The reporting system must be based on a uniform, binding nomenclature : The same terms must be named in the same way, even if they appear in different places. Different terms have to be named differently.
Establishing a uniform glossary is an organizational task when setting up the reporting system.
Binding standard reports versus flexibility
The reporting system should provide a fixed catalog of standard reports with a fixed structure that can be called up at fixed times and made accessible to a fixed distribution group.
In addition to the fixed standard reports, every user should be able to compile reports himself in order to be able to answer current, new questions.
The user should:
- Being able to freely put together objects, features and values within the framework of meaningful combinations;
- You can freely choose compression and groupings, you can show and hide refinements on the next lower level, you can descend from coarse to fine ( drill-down ).
It must also be possible to configure the standard reports in such a way that the company is free to choose values and characteristics when setting up the reporting system.

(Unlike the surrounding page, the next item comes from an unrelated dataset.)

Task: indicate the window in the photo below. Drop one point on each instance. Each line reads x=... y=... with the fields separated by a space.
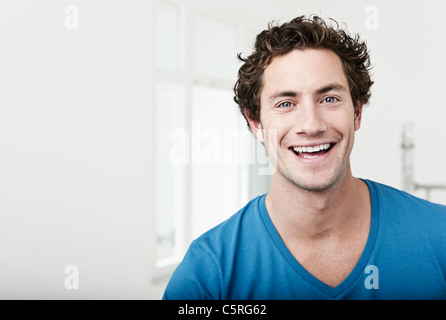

The data from all areas of the company should be summarized and aggregated in the reporting system so that an overall view of the customer, the product, the company and its organizational units can be presented. In the case of extensive information from a wide variety of areas, it may be necessary to introduce an information or document management system. At least an IT solution makes sense: ERP system , inventory control system , etc.
- Rüdiger R. Eichholz: Reporting and information management. Beck Juristischer Verlag, Munich 2008, ISBN 978-3-406-57304-0 .
- Sylvia Neuhäuser-Metternich: Communication and reporting. Beck Juristischer Verlag, Munich 2000, ISBN 3-406-45664-2 .
- Manfred Pook, Günter Tebbe: Reporting and Controlling. Jehle, Heidelberg 2002, ISBN 3-7825-0432-1 .
- Jochen Rädeker , Kirsten Dietz: Reporting - corporate communication as an image carrier. Hermann Schmidt Verlag, Mainz 2011, ISBN 978-3-87439-810-7 .
- Mirko Waniczek: Optimizing reporting. redline Wirtschaftsverlag, Munich 2002, ISBN 3-8323-0865-2 .
- ForStaB. Retrieved on February 5, 2018 (German).